Es stellt sich nun die Frage: Sollen wir diese Reform rückgängig machen, wie das die SVP-Fraktion mit ihrem Rückweisungsantrag und Herr Zisyadis mit seinem Nichteintretensantrag in seltener Einmütigkeit wollen; oder sollen wir die Reform bremsen, sollen wir zögern, abwarten, so, wie das die Kommissionsmehrheit will; oder sollen wir die Reform in die richtige Richtung weiterführen? Wir sind für diese dritte Option, weil alles andere in eine Sackgasse führt. Die Reform, die der Bundesrat vorschlägt, ist im Prinzip richtig. Der Vorschlag ist allerdings nicht wirklich vollständig, weil er zwei Aspekten der Nachhaltigkeit zu wenig Aufmerksamkeit widmet. Die soziale Dimension - vor allem für die Landarbeiterinnen und -arbeiter - wird ausgeblendet, und bei der Ökologie ist Stillstand angesagt. Das lehnen wir ab.

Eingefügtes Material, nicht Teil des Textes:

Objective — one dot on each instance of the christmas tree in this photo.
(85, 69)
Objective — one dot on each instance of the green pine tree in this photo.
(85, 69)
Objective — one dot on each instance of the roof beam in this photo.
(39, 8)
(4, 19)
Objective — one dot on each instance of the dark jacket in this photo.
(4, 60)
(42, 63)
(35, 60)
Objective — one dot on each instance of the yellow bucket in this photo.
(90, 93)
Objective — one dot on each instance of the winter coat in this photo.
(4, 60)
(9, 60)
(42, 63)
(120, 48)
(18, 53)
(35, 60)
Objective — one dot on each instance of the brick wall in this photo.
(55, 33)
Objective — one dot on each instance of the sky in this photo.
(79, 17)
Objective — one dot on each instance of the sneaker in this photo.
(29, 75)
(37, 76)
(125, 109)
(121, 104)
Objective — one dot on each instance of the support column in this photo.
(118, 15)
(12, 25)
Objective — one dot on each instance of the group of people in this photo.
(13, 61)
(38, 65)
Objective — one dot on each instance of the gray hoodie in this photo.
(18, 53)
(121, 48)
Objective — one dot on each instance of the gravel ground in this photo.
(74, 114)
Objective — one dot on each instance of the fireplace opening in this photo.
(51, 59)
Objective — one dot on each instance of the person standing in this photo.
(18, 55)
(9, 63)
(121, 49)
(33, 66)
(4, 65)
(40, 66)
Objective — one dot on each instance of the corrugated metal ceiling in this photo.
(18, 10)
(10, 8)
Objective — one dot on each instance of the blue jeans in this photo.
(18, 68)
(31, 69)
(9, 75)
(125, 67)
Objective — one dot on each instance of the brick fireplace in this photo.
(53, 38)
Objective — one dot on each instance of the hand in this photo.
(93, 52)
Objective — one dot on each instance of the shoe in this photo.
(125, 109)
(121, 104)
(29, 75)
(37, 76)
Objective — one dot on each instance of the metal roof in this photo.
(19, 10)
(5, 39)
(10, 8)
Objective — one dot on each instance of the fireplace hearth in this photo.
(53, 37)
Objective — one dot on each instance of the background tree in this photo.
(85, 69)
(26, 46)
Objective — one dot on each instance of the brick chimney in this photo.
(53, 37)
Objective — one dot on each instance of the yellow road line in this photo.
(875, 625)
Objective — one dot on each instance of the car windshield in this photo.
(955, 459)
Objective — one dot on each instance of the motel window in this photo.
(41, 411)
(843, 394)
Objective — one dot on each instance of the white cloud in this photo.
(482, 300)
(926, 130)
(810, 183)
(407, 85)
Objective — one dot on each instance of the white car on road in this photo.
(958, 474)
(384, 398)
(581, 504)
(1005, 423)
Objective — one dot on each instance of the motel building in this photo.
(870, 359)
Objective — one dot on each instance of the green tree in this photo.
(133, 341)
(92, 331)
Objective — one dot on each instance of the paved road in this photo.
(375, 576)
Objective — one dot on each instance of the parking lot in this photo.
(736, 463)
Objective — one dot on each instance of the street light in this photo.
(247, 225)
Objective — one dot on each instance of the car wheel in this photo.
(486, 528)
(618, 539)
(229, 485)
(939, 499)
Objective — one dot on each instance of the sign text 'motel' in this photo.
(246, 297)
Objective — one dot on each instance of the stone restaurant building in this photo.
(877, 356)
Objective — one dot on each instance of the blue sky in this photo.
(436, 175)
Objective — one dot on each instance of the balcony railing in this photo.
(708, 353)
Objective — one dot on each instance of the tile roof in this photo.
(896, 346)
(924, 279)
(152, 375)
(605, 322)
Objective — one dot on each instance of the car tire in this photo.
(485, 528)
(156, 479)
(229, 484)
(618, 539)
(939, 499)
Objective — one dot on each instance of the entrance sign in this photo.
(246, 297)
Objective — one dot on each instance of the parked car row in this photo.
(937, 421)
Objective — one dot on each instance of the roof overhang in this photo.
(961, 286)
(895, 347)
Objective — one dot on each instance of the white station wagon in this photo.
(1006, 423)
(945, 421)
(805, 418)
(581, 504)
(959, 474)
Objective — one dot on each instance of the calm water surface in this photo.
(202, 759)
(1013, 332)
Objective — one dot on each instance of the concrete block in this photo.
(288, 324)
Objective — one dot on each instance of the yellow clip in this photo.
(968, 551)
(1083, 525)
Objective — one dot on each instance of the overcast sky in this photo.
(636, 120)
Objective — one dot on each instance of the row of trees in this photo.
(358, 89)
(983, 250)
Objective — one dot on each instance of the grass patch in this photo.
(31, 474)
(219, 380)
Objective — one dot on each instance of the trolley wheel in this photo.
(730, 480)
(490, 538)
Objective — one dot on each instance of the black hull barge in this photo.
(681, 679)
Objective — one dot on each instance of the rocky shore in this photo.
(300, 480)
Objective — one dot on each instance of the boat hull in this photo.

Und nun zur Ökologie: Manche Bauern, aber bei Weitem nicht alle, fürchten die Ökologie wie der Teufel das Weihwasser. Zu Unrecht! Die Ökologie ist die Legitimation für Direktzahlungen; dies ist die gemeinwirtschaftliche Leistung der Bauern. Bauer sein allein ist keine abgeltungswürdige Leistung, genauso wenig wie die Arbeit einer Verkäuferin oder eines Bauarbeiters, die auch nicht auf Rosen gebettet sind.
Ein weiterer Punkt: Direktzahlungen gegen Marktstützungen. Auch die Direktzahlungen werden von manchen Bauern schlechtgeredet. Das ist falsch! Ihnen gehört die Zukunft, und je strenger die Voraussetzungen formuliert sind, desto grösser ist die Akzeptanz, einerseits in der schweizerischen Bevölkerung und andererseits international - Stichwort WTO. Und noch etwas: Ein Franken Direktzahlungen entspricht einem Franken Einkommen in einem Bauernhaushalt, und die Bäuerin oder der Bauer kann entscheiden, was mit diesem Franken zu tun ist. Ein Franken Marktstützung hingegen, der unter Umständen in Verarbeitungsbetriebe bis hin zu Emmi und Nestlé geht, scheint mir doch etwas schräg zu liegen. Marktstützung - das wissen die Freisinnigen wohl am besten - heisst letztlich [PAGE 210] Marktverzerrung, und das kann ja wohl nicht das Ziel sein. Es gibt auch Linke, für die der Markt nicht besonders attraktiv ist. Aber was wir hier wollen, ist nicht eine blinde Liberalisierung. Der Staat interveniert vielmehr stark, indem er gemeinwirtschaftliche Leistungen - sozusagen den Service public - mit grossen Zahlungen unterstützt.
Die Beschlüsse des Ständerates sind inkohärent. Warum? Er verspricht vorne im Gesetz etwas, was er hinten beim Zahlungsrahmen nicht leisten kann. Diese Politik funktioniert nicht. Wir werden im Bereich des Marktes den Bundesrat unterstützen und bei der Ökologie mehr fordern. Mehr darüber in der Detailberatung und sogleich von meiner Kollegin Hildegard Fässler.